Perfect condition conveys to us perfectly the artist's conception; anything else obliterates or modifies his design. Though the beauty of faded or damaged prints is often indisputable, and though some prints are so saturated with beauty that a certain charm remains as long as any trace of the printing is visible, yet these wrecks and fragments are not the desirable specimens. The slight softening of the colours that almost always comes with age is perhaps not detrimental; but when the luminosity of the colours and the brilliant whiteness of the paper is gone, an irreparable loss has been suffered. For the white spaces and the reflective effect of the white fibres under the coloured spaces were integral and vital elements in the artist's design; and one cannot say that this is not injured when the paper has been turned to a dingy brown.

Further, it is almost childish to prefer the time-changed colours to the fresh ones. For surely, if these prints have any value at all, it is not the kind of value that beautifully weather-marked pebbles have: their significance lies in whatsoever spiritual values their designers put into them. They are not curiosities of nature, but monuments erected by the human spirit in its search for beauty. We go very far astray when we admire what is in fact lamentable disintegration. To delight in the faded tone of a print is like delighting in the cracks of the Sistine Chapel.

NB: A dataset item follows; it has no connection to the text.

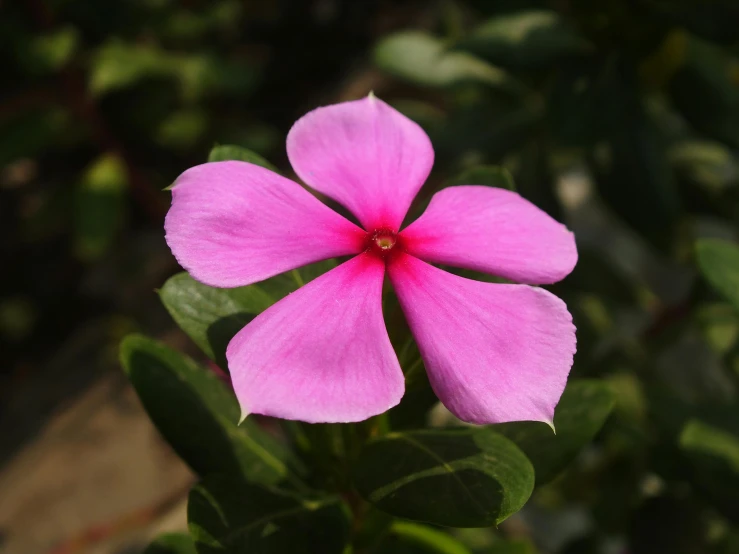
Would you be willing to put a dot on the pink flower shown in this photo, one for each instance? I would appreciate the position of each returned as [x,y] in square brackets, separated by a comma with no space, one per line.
[493,352]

The matter can be made clearer if we become specific. A certain blue of Harunobu's changes, with exposure, to yellow; and the yellow sky or river that results is anything but what the designer intended. A certain white of Hiroshige's oxidizes into black; the effect is unfortunate as, for instance in prints where we now see black snowflakes. The rich orange beloved of Koriusai and Shunsho, and the delicate pink used by Harunobu, Kiyonaga, and Shuncho, are transformed in the course of time into rusty black; then in the place of the luminous rooms intended when the artist planned his composition, we see dingy mottled caverns of mud. The brilliant early purple turns brown; the still earlier rose colour vanishes entirely. After all these changes, how is it possible to prefer the faded print to the fresh one? The resulting accidental effects may happen to be beautiful, but they have a destructive influence upon those elements which alone make the prints worthy of our serious attention as works of art. The only marvel is that they do not more completely ruin the beauty of the artist's work.

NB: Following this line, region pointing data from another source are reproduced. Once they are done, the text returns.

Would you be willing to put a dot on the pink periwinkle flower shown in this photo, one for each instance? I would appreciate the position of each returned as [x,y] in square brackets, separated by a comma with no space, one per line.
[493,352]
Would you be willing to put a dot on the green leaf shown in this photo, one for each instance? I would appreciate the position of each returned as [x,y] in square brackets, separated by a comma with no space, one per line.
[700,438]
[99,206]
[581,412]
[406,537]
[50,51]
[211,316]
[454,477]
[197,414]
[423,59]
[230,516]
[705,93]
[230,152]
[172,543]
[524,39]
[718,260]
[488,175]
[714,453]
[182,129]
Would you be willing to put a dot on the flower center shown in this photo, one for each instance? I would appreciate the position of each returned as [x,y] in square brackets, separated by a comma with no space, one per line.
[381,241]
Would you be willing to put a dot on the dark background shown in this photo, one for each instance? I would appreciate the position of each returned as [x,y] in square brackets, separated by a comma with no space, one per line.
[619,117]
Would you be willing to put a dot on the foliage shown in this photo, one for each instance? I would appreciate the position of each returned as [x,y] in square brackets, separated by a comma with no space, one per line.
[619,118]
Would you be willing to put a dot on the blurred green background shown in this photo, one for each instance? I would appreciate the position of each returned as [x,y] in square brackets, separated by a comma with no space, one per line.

The chemical disintegrations of which I speak are sometimes so great that they are very misleading to the uninformed. A writer in the London Times of November 6, 1913, reviewing the exhibition at the Albert and Victoria Museum, discovers an amazing mare's nest. "One colour alone Harunobu neglects in common with all his predecessors and contemporaries," he says. "It remained for the artists of the nineteenth century to discover the possibilities of blue—a curious and hitherto unnoted omission." Indeed, the omission had not been previously noted—for the simple reason that it does not exist. Harunobu used blue a great deal, almost always in depicting water or sky; Shunsho used it repeatedly for sky, water, and draperies in the "Ise Monogatari," and as a solid background in certain hoso-ye actor-prints of which two, in their startling pristine brilliancy, are in the Gookin Collection; Koriusai used blue frequently in combination with his famous orange. But the blue used by the early artists, particularly that of Harunobu and Shunsho, was the most unstable of colours, and it is rare to find it unaltered by time. Generally it has turned to a delicate grey or yellow that is very beautiful, but very far from what the artist meant it to be.

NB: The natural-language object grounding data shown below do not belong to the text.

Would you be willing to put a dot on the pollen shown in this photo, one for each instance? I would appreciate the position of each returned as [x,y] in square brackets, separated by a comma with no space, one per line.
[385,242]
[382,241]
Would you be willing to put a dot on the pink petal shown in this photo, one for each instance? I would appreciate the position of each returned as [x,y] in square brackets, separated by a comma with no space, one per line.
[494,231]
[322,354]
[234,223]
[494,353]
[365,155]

A systematic classification of the various conditions in which a print may be found will perhaps put the matter clearly before the beginner:—

1. Publisher's State.—Without the slightest evidence of any change since the hour it was printed; colours unaltered; paper absolutely new and sparkling.

2. Collector's State.—As a print might be after a few years in the possession of a careful purchaser; perfect, except for having been mounted or washed, or except for slight chemical change in the colours due to time only and not to damage; paper white and clear.

3. Good State.—Marred only by minor defects that would be unnoticeable to casual observation—small worm-holes, slight tears or creases, moderate fading of colours, or slightly rubbed surface; paper toned but not brown.

4. Ordinary State.—Still retaining its chief beauty in spite of noticeable injury by tears, small stains, worn or faded colours, or other damage; paper somewhat browned by exposure.

5. Defective State.—Such injuries or colour changes as deprive the print of its significance as a thing of beauty; paper browned or stained.